The coronavirus pandemic as it affects the country has exposed the worst among Filipinos — from profiteering and power-tripping among local leaders to fear and paranoia among the citizenry. But it has also brought out the best, especially in the spirit of charity and goodwill.
In Iloilo City, thousands of residents take comfort in having the quintessential “pandesal” delivered right at their homes for free as they face the third week of lockdown.
Flour and bread producers in the city have partnered with the local government to produce and deliver 648,000 pieces of the breakfast staple to help households cope with lockdown restrictions.
Ilonggo initiative
The “Ilonggo Pandesal” initiative, which started on April 6, aims to deliver around 5,400 pieces of pandesal per day to 240 community kitchens in the city’s 180 villages.
About 81,000 packs, each containing eight pieces of bread, will be distributed in the city until April 21.
The charity project is a collaboration of La Filipina Uygongco, Great Harvest Commodities, Carlos Uy Corp. and Angelina Bakeshop.
La Filipina Uygongco donated flour and Great Harvest Commodities gave brown sugar. Carlos Uy Corp. provided refined sugar, salt, yeast, and shortening.
“We collaborated in solidarity with our fellow Ilonggos and to help the city government and Mayor Jerry Treñas address the [pandemic],” Ted Valderrama Jr., Angelina Bakeshop operations manager, told the Inquirer.
He said more than 7,000 pieces of pandesal had been produced before a two-day production break on Holy Thursday and Good Friday.
“Help has been overwhelming, and it gives me more strength to even work harder for our city,” Treñas said in a statement.
Free calamansi
In Isulan town, Sultan Kudarat province, where prices of calamansi soared to P1,000 to P1,200 per sack because of high demand for vitamin C, many buyers have called Patrick Ibrahim Mama, a decommissioned combatant of the Moro Islamic Liberation Front (MILF), to buy the calamansi harvest from a 10.7-hectare farm on the watch of his family.
Commercial vitamin C
But the family rejected that chance to earn a huge income and instead opted to give their harvest to the community.
“Due to the lack of available commercial vitamin C in the local market, our family decided to donate our produce to help boost the immune system, especially of the people who lost their income due to the COVID-19 health crisis,” Mama said in a phone interview.

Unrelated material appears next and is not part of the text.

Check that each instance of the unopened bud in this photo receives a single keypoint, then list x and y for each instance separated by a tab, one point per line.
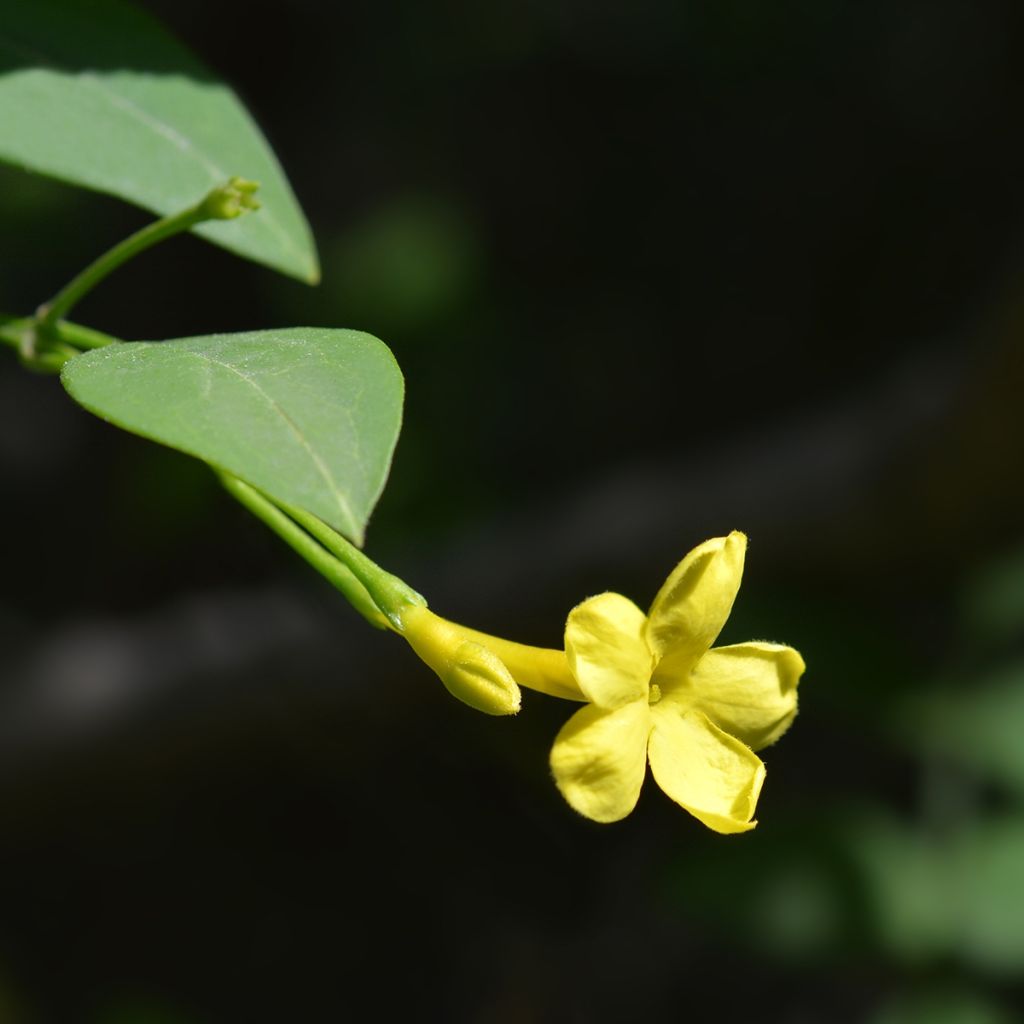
231	200
469	671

Mama, who has turned to farming after the 2014 peace agreement between the MILF and the government, pointed out how high calamansi prices had soared from only P400 to P500 before the pandemic. A bag of calamansi usually weighs 28 to 30 kilograms, he said.
Donation to communities
At current prices, the harvest from the farm in Barangay Lagandang could have fetched P120,000 in the market. But the Mamas chose to give 100 sacks to the municipal government for distribution to the villagers.
Mama said the calamansi donated to Isulan, which is outside the Bangsamoro Autonomous Region in Muslim Mindanao (BARMM), was his family’s share as caretakers of the farm owned by his sister, Bai Ali Mama Guerra, and her husband, Public Works Minister Eduard Guerra of the BARMM.
He said his sister had earlier donated 91 sacks of calamansi to various localities in the BARMM.
Other former MILF members helped in the harvest, he said.
“They were paid P70 per sack by our family,” Mama said. “As MILF members, this donation is also our contribution to the health crisis that we should address as one, no matter our status in life.”